The More Development Time, The Better
Injuries have robbed Lance of significant development time during his first two seasons, and it shows, according to longtime NFL coach Mike Martz, an analyst for The 33rd Team.
“He’s not quick with the ball, and it doesn’t look like he knows the offense very well. He’s searching around,” Martz said. “Young guys who track receivers, which he does, get right to their No. 1 receiver with their eyes. In a zone that pulls everyone to that side, which is detrimental.
“He’s slow, and he’s not a confident guy. It just looks like he doesn’t know it well enough. … Maybe over time, he gets there. Lance is a long way away right now.”
It’s also possible Lance could be on his way out of San Francisco. A report surfaced before the NFL Draft in April that the 49ers were receiving calls about trading Lance.
“Because he has such a limited background I’d think you’d want to hang onto him because he didn’t have a whole lot of college play time (17 starts),” Martz added. “If you kept him around for a couple or three years and he got where he knew the offense well it could work out.
“The thing that bothers me is he does something that guys who can’t play do.
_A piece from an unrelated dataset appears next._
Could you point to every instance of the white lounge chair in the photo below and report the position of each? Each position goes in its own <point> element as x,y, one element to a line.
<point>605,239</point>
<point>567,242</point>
They track receivers, and it’s so hard to break them of that habit. These quarterbacks don’t want to get their eyes downfield and then get the ball out really quickly. They want to see where everything is, where they’re going to throw the ball. You can’t do that in the NFL.”
“I’m really just trying to be where my feet are, trying to live in this moment and be as present as I possibly can,” he said.